A local filmmaker teams up with a Hollywood legend to challenge conventional notions about IQ
Dan Habib's work for UNH's Institute on Disability has earned national accolades, including from former President Obama. Courtesy Photo
The task of trying to dismantle lingering stereotypes about people with intellectual disabilities — and to convey how those stereotypes can profoundly shape a person’s access to education, to jobs, to a fulfilling life — begins with acknowledging the inherent inadequacy of the very language of the issue itself.
“Even the words, intellectual disability, suggest that you’re intellectually disabled,” says Dan Habib, an award-winning documentarian with UNH’s Institute on Disability. “It’s still a flawed word, a flawed description.”
In his latest film, “Intelligent Lives,” Habib asks audiences to confront how the estimated 6.5 million Americans living with intellectual disabilities are constrained not just by flawed labels — but also by flawed societal approaches to gauging someone’s intellectual aptitude. After tackling the issue of inclusion for people with physical disabilities (told through the lens of his own family) and emotional disabilities, Habib says he wanted to give greater consideration to another often-overlooked population.
“Intelligent Lives” profiles three people with intellectual disabilities: a Syracuse University lecturer, an aspiring artist and a woman trying to navigate her place in the workforce. Their stories are proof, Habib says, that “people with disabilities may express their intelligence in very different ways.”
Habib gets help amplifying this message from Academy Award-winner Chris Cooper (known for his roles in “Adaptation,” among others), who serves as the film’s narrator. Cooper and his wife, Marianne Leone Cooper, consulted on the film and share how they fought to ensure their late son, Jesse, was not excluded from school and other opportunities due to his cerebral palsy.
“The IQ test told us nothing about Jesse’s potential, about who he was as a person,” Cooper muses in the movie. “Can any attempt to measure intelligence predict a person’s value or potential to contribute meaningfully to the world?”
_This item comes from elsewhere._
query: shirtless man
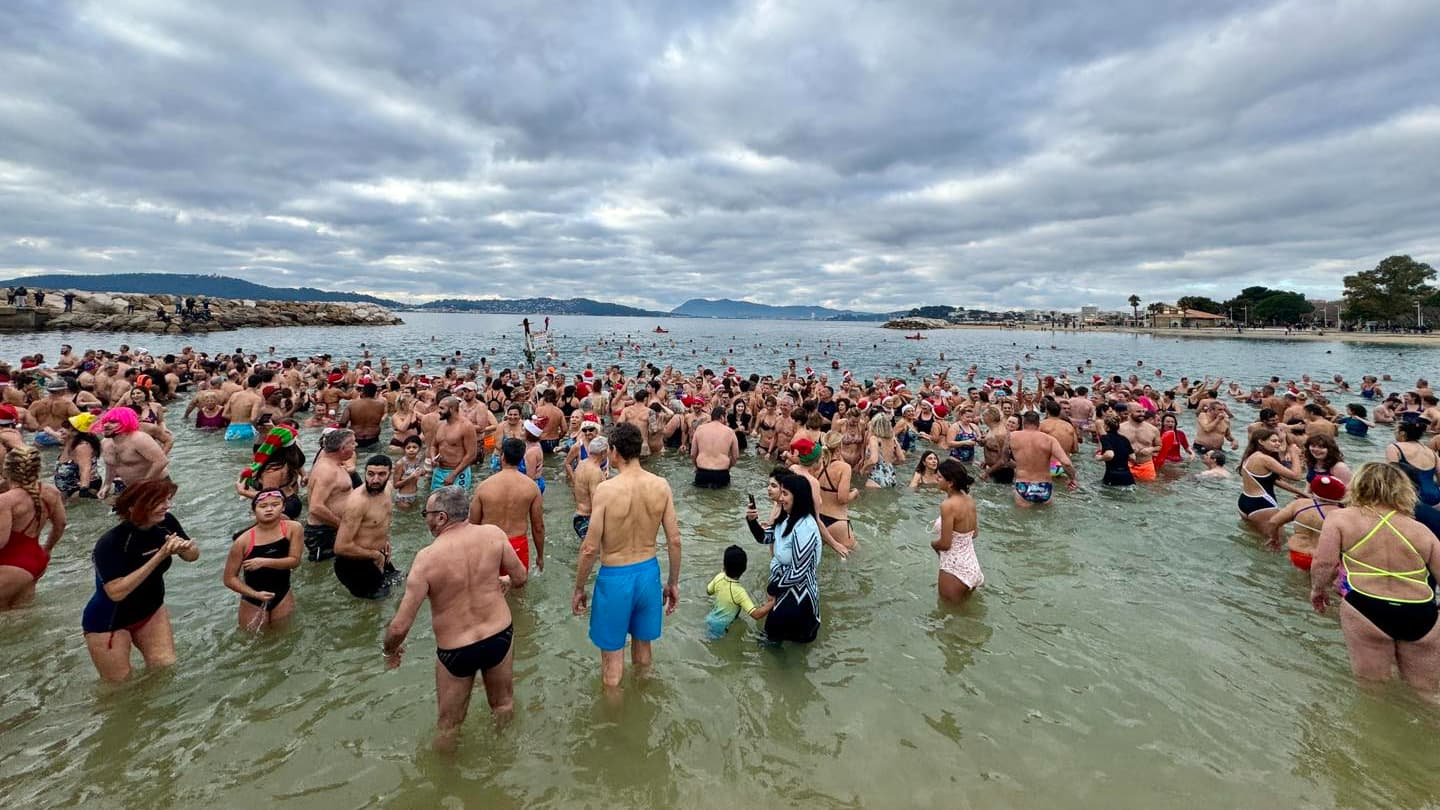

By elevating a trio of people who are defying expectations about what they could meaningfully contribute to the world, Habib hopes to start a conversation about how to envision more inclusive policies and pathways for everyone, regardless of IQ.
“The film was an attempt to really look at and deconstruct how we perceive intelligence in our society,” Habib says. “But also to show what would a new paradigm look like for seeing intelligence much more broadly?”
The film has been making the rounds on the conference circuit but is prepping for a wider release soon. A local premiere is slated for May 14 at the Capitol Center for the Arts in Concord, with Chris and Marianne Cooper, plus other stars from the film, in attendance.